Sami GEDİZ: Konya'ya yeni yatırımlar gelmeye devam ediyor mu?
Selçuk ÖZTÜRK: Ben Konya’ya yatırımların çok yoğun bir şekilde geleceğini düşünüyorum. malumunuz biz uluslararası sermaye olarak sıfırdan ilk yatırımımızı Unilever Firmasından dondurma markasıyla almıştık. Yeniden bu firmanın büyük bir yatırımı geliyor. Beraberinde onların sürüklediği 4 -5 tane yabancı firma gelecek. Konyalı firmalarımızın yatırım isteği çok yüksek. Şu anda biz arazı sıkıntısı çeker konumdayız, ben yatırımların devam edeceğine inanıyorum.

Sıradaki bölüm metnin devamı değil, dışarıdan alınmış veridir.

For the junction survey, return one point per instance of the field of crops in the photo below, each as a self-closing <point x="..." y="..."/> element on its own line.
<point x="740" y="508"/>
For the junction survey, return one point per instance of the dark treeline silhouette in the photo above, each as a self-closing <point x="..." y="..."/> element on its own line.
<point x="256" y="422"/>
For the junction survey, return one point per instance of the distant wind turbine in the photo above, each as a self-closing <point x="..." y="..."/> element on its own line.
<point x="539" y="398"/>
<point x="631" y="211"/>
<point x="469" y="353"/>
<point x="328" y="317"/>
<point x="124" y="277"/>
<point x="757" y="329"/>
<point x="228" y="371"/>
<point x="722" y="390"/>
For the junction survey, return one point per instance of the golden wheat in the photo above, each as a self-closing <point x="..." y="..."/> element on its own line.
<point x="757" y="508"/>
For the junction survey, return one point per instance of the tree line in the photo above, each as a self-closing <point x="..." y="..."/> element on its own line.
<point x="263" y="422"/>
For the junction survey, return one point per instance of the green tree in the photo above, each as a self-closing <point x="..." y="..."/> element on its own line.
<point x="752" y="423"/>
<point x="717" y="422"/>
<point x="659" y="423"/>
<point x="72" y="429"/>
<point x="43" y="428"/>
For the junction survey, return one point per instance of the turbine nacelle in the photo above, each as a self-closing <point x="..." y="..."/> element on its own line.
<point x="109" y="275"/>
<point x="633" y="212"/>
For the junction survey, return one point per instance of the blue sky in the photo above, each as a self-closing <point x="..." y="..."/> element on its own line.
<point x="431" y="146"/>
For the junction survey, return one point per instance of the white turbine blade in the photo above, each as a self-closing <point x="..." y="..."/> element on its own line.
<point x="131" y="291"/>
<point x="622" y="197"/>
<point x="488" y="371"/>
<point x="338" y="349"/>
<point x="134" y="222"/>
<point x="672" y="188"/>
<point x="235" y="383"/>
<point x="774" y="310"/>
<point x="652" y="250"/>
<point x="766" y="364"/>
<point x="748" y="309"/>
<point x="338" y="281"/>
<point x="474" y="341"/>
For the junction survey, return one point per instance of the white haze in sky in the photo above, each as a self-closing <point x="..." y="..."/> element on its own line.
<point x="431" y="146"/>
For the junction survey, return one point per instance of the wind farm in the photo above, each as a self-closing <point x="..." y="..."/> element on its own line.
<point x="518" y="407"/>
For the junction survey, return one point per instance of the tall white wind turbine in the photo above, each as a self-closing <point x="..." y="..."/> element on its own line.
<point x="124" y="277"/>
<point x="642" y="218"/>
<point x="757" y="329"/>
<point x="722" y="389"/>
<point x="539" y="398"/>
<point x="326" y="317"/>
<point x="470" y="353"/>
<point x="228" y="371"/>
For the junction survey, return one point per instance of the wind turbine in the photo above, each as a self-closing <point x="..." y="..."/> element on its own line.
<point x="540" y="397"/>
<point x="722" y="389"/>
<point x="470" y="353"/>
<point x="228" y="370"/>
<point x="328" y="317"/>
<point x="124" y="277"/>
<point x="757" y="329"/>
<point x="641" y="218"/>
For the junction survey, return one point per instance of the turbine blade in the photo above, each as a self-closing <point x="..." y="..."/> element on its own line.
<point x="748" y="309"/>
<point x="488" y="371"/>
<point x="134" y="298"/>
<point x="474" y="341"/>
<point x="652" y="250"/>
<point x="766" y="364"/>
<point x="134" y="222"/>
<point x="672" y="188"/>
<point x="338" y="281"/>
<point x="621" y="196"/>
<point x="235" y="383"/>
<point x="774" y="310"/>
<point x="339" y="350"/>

Sami GEDİZ: MKYK’ya girmeniz Konya Ticaret Odasında nasıl karşılandı. O gün yaşanan gelişmeleri anlatır mısınız?
Selçuk ÖZTÜRK: Bu konuda sadece kendi meclisime konuştum. Bunu ilk defe bir medya aracılığıyla açıklayacağım. Her şeyden önce Ak parti MKYK'sına girişimde benim bir isteğim, talebim yok. Sayın başbakanımızın bir teveccühü olmuş ve böyle bir sonuç ortaya çıktı. Benim bu konuda ki asıl sorumluluğum, Konya ticaret odası meclisi'(KTO)'dır. Beni KTO başkanı yapan mekanizma KTO meclisidir. Bu konu gerçekleştikten sonra ki ilk mecliste bu konuyu paylaştım. Bu tartışılabilir bir konu KTO'yu temsil eden bir şahsın aynı zamanda bir partinin en üst yönetim organında olmasının tartışılmaya açılmasını istedim. Ben meclise bu konuda bir karar almanızı istiyorum dedim. Benim bu tercihi ret etme şansım yoktu. MKYK üyesi görevime devam etmek durumundaydım. Beni seçen kurumda siz olduğunuza göre doğru olup olmadığını tasvip edecek olan mekanizma olan KTO'nun bu konuda karar almasını istiyorum dedim. Benim olmadığım bir ortamda bu konuyu konuşup, bu konuyla ilgili benim başkanlığımı devam edip etmeyeceğim ile ilgili karar ve kanaatinizi bekliyorum dedim. Ben çıktıktan sonra arkadaşlar böyle bir oylama yapmanın yanlış olduğunu üzerine karar almışlar. Oylamaya bile gerek duymadan başkanımızın görevine devam etmesini istiyoruz kararı çıkmış.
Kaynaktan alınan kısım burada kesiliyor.